HONG KONG: There’s no doubt of the seriousness underscoring the worst military standoff between India and Pakistan in decades, yet investors appear to be looking past the tension for now, at least when it comes to their stock markets.
India’s NSE Nifty 50 Index of blue-chip companies erased its gain Wednesday and the Pakistan benchmark plummeted as much as 3.8% as headlines emerged of fighter-jet skirmishes, with an Indian MiG 21 jet later reported to be shot down and its pilot captured.
The dramatic escalation came just a day after Indian forces bombed a terrorist training camp in Pakistan.
Yet by the end of Wednesday, Karachi had recovered most of its losses to settle for a mere 0.3% decline, with the Nifty 50 closing down by the same amount.
Back to business as usual, apparently. Both the Nifty 50 and the S&P BSE Sensex Index rose slightly Thursday, and Pakistan’s KSE 100 Index rebounded as much as 1.1% before trading little changed.
While Indian shares are the worst performers among major Asian markets this year, posting a decline against a stellar 8.8% rally for the broader MSCI Asia Pacific Index, foreign investors have been warming up to the country recently.

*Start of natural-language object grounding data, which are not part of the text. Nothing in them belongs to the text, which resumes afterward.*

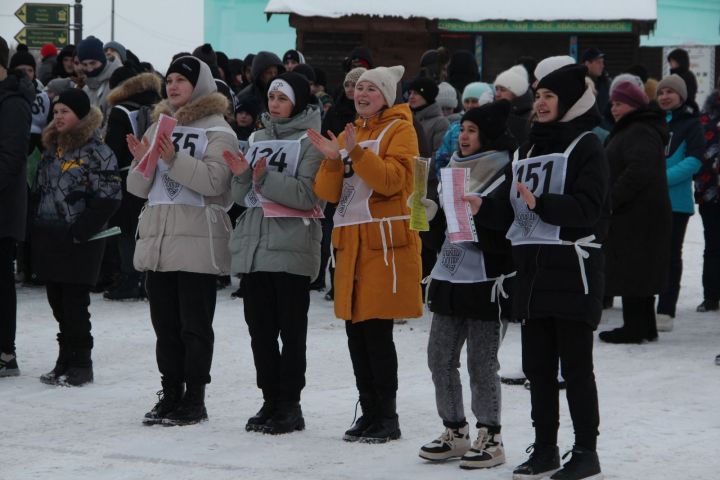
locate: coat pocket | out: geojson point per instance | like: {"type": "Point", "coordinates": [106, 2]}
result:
{"type": "Point", "coordinates": [398, 237]}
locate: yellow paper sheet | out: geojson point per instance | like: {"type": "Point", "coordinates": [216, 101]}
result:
{"type": "Point", "coordinates": [418, 217]}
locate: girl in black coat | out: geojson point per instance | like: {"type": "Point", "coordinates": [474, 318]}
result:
{"type": "Point", "coordinates": [557, 200]}
{"type": "Point", "coordinates": [637, 249]}
{"type": "Point", "coordinates": [467, 290]}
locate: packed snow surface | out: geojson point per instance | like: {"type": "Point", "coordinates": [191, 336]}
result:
{"type": "Point", "coordinates": [658, 403]}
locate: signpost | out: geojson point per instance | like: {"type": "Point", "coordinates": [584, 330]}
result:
{"type": "Point", "coordinates": [45, 23]}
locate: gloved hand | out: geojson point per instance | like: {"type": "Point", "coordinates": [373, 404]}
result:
{"type": "Point", "coordinates": [430, 206]}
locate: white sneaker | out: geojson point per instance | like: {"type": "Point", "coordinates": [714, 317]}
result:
{"type": "Point", "coordinates": [664, 322]}
{"type": "Point", "coordinates": [486, 451]}
{"type": "Point", "coordinates": [452, 443]}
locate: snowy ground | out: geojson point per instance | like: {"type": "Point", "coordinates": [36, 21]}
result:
{"type": "Point", "coordinates": [658, 403]}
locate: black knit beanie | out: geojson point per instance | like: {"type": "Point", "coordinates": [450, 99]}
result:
{"type": "Point", "coordinates": [491, 120]}
{"type": "Point", "coordinates": [120, 75]}
{"type": "Point", "coordinates": [188, 67]}
{"type": "Point", "coordinates": [22, 58]}
{"type": "Point", "coordinates": [426, 87]}
{"type": "Point", "coordinates": [568, 83]}
{"type": "Point", "coordinates": [76, 100]}
{"type": "Point", "coordinates": [301, 89]}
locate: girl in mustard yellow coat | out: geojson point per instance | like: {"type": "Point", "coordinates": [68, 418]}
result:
{"type": "Point", "coordinates": [368, 172]}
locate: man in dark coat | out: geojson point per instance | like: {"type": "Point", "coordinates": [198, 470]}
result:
{"type": "Point", "coordinates": [637, 249]}
{"type": "Point", "coordinates": [265, 67]}
{"type": "Point", "coordinates": [679, 61]}
{"type": "Point", "coordinates": [16, 96]}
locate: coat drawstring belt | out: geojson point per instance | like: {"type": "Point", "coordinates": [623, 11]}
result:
{"type": "Point", "coordinates": [497, 292]}
{"type": "Point", "coordinates": [583, 254]}
{"type": "Point", "coordinates": [387, 220]}
{"type": "Point", "coordinates": [211, 217]}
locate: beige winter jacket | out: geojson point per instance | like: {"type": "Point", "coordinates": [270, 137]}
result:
{"type": "Point", "coordinates": [178, 237]}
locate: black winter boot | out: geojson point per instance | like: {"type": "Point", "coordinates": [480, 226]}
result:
{"type": "Point", "coordinates": [168, 400]}
{"type": "Point", "coordinates": [583, 465]}
{"type": "Point", "coordinates": [368, 404]}
{"type": "Point", "coordinates": [191, 409]}
{"type": "Point", "coordinates": [79, 371]}
{"type": "Point", "coordinates": [385, 426]}
{"type": "Point", "coordinates": [544, 460]}
{"type": "Point", "coordinates": [129, 288]}
{"type": "Point", "coordinates": [286, 418]}
{"type": "Point", "coordinates": [61, 364]}
{"type": "Point", "coordinates": [257, 422]}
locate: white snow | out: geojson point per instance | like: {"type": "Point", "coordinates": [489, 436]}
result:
{"type": "Point", "coordinates": [659, 403]}
{"type": "Point", "coordinates": [473, 10]}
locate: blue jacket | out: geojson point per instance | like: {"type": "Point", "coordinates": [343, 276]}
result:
{"type": "Point", "coordinates": [447, 147]}
{"type": "Point", "coordinates": [682, 157]}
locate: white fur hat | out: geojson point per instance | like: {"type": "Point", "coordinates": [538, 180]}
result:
{"type": "Point", "coordinates": [551, 64]}
{"type": "Point", "coordinates": [514, 79]}
{"type": "Point", "coordinates": [386, 79]}
{"type": "Point", "coordinates": [447, 96]}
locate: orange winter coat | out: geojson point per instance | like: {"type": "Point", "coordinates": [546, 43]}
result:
{"type": "Point", "coordinates": [363, 281]}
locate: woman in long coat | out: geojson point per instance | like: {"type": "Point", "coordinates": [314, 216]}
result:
{"type": "Point", "coordinates": [637, 249]}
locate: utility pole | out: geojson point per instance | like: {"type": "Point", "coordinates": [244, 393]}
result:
{"type": "Point", "coordinates": [77, 21]}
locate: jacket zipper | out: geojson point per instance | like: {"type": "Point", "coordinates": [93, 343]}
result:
{"type": "Point", "coordinates": [532, 284]}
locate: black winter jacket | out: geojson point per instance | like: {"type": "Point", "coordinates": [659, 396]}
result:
{"type": "Point", "coordinates": [132, 94]}
{"type": "Point", "coordinates": [549, 282]}
{"type": "Point", "coordinates": [16, 97]}
{"type": "Point", "coordinates": [637, 249]}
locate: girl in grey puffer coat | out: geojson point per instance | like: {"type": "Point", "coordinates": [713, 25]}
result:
{"type": "Point", "coordinates": [276, 246]}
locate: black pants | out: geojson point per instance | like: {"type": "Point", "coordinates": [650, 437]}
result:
{"type": "Point", "coordinates": [710, 213]}
{"type": "Point", "coordinates": [8, 296]}
{"type": "Point", "coordinates": [668, 298]}
{"type": "Point", "coordinates": [182, 306]}
{"type": "Point", "coordinates": [69, 304]}
{"type": "Point", "coordinates": [639, 317]}
{"type": "Point", "coordinates": [544, 341]}
{"type": "Point", "coordinates": [373, 355]}
{"type": "Point", "coordinates": [276, 304]}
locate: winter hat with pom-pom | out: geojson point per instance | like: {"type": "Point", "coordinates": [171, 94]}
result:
{"type": "Point", "coordinates": [514, 79]}
{"type": "Point", "coordinates": [386, 79]}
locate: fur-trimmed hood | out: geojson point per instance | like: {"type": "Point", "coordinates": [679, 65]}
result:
{"type": "Point", "coordinates": [212, 104]}
{"type": "Point", "coordinates": [77, 137]}
{"type": "Point", "coordinates": [145, 82]}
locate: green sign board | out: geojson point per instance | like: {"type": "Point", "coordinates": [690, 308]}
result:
{"type": "Point", "coordinates": [44, 14]}
{"type": "Point", "coordinates": [37, 37]}
{"type": "Point", "coordinates": [559, 26]}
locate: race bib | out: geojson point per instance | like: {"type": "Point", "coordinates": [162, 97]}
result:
{"type": "Point", "coordinates": [543, 174]}
{"type": "Point", "coordinates": [165, 190]}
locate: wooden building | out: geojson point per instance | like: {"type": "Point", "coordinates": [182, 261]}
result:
{"type": "Point", "coordinates": [399, 31]}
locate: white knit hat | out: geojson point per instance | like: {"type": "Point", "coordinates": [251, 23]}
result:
{"type": "Point", "coordinates": [626, 77]}
{"type": "Point", "coordinates": [447, 96]}
{"type": "Point", "coordinates": [550, 64]}
{"type": "Point", "coordinates": [514, 79]}
{"type": "Point", "coordinates": [386, 79]}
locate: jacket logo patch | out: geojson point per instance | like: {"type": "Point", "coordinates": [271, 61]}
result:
{"type": "Point", "coordinates": [527, 221]}
{"type": "Point", "coordinates": [347, 195]}
{"type": "Point", "coordinates": [452, 258]}
{"type": "Point", "coordinates": [70, 164]}
{"type": "Point", "coordinates": [172, 188]}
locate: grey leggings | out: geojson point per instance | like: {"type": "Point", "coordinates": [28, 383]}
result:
{"type": "Point", "coordinates": [447, 336]}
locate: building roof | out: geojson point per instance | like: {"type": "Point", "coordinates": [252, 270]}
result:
{"type": "Point", "coordinates": [473, 10]}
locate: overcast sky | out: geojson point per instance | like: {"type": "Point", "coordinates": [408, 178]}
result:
{"type": "Point", "coordinates": [153, 29]}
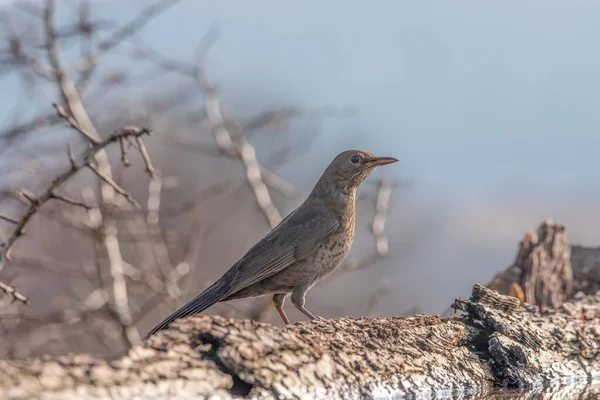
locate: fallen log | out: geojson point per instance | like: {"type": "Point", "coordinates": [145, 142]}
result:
{"type": "Point", "coordinates": [494, 342]}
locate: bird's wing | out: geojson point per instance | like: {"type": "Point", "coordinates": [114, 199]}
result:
{"type": "Point", "coordinates": [294, 239]}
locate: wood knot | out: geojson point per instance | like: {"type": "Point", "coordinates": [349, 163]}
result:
{"type": "Point", "coordinates": [491, 298]}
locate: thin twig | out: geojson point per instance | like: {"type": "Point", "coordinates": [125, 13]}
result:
{"type": "Point", "coordinates": [8, 219]}
{"type": "Point", "coordinates": [74, 124]}
{"type": "Point", "coordinates": [36, 202]}
{"type": "Point", "coordinates": [242, 148]}
{"type": "Point", "coordinates": [110, 182]}
{"type": "Point", "coordinates": [69, 201]}
{"type": "Point", "coordinates": [145, 157]}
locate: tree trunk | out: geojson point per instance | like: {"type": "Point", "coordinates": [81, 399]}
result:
{"type": "Point", "coordinates": [493, 342]}
{"type": "Point", "coordinates": [548, 270]}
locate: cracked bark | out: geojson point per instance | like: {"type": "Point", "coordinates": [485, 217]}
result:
{"type": "Point", "coordinates": [493, 342]}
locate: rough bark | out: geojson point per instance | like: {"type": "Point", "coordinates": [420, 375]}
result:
{"type": "Point", "coordinates": [548, 270]}
{"type": "Point", "coordinates": [493, 342]}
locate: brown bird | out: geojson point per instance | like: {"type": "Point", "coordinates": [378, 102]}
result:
{"type": "Point", "coordinates": [307, 245]}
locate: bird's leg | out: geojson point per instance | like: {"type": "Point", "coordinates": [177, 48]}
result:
{"type": "Point", "coordinates": [298, 300]}
{"type": "Point", "coordinates": [278, 300]}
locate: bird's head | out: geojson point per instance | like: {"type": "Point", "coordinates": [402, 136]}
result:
{"type": "Point", "coordinates": [350, 168]}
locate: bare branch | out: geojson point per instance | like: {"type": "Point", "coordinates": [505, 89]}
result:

They’ve invested more than US$2.2 billion net in the market this month alone, including three days of inflows through Tuesday, the last day for which the data is available.
The US$1.7 billion added on Friday (some of which could be linked to a stake sale in Kotak Mahindra) was the most since April 2015.
Meanwhile, the options market is showing that investors are concentrating their attention further into the future.
The cost of hedging against Nifty 50 swings in the next month remains lower than protection prices for three months out, despite a rebound in the past couple of days, implied-volatility data show.
Just on Monday, the spread between the two hit its widest level since at least Sept 2017.
Prime Minister Narendra Modi faces a hotly contested general election due by May.
At the same time, the mood of markets across the region continues to vacillate with each fresh update on progress – or lack thereof – on a trade deal between the US and China, now that the original March 1 deadline has been pushed out indefinitely.
When asked in a Bloomberg Radio interview what risks investors were keeping an eye on, Kay Van-Petersen, global macro strategist with Saxo Capital Markets, said: “In the very near term we have India-Pakistan, which no one seems to take seriously given the history there.”
Indeed the two sides have long been in conflict, fighting three major wars since the 1947 partition and exchanging regular gunfire across the border.
Similar to South Koreans learning to live with decades of threats from the North, perhaps investors in the two countries may have a higher tolerance for such volatility – at least for now.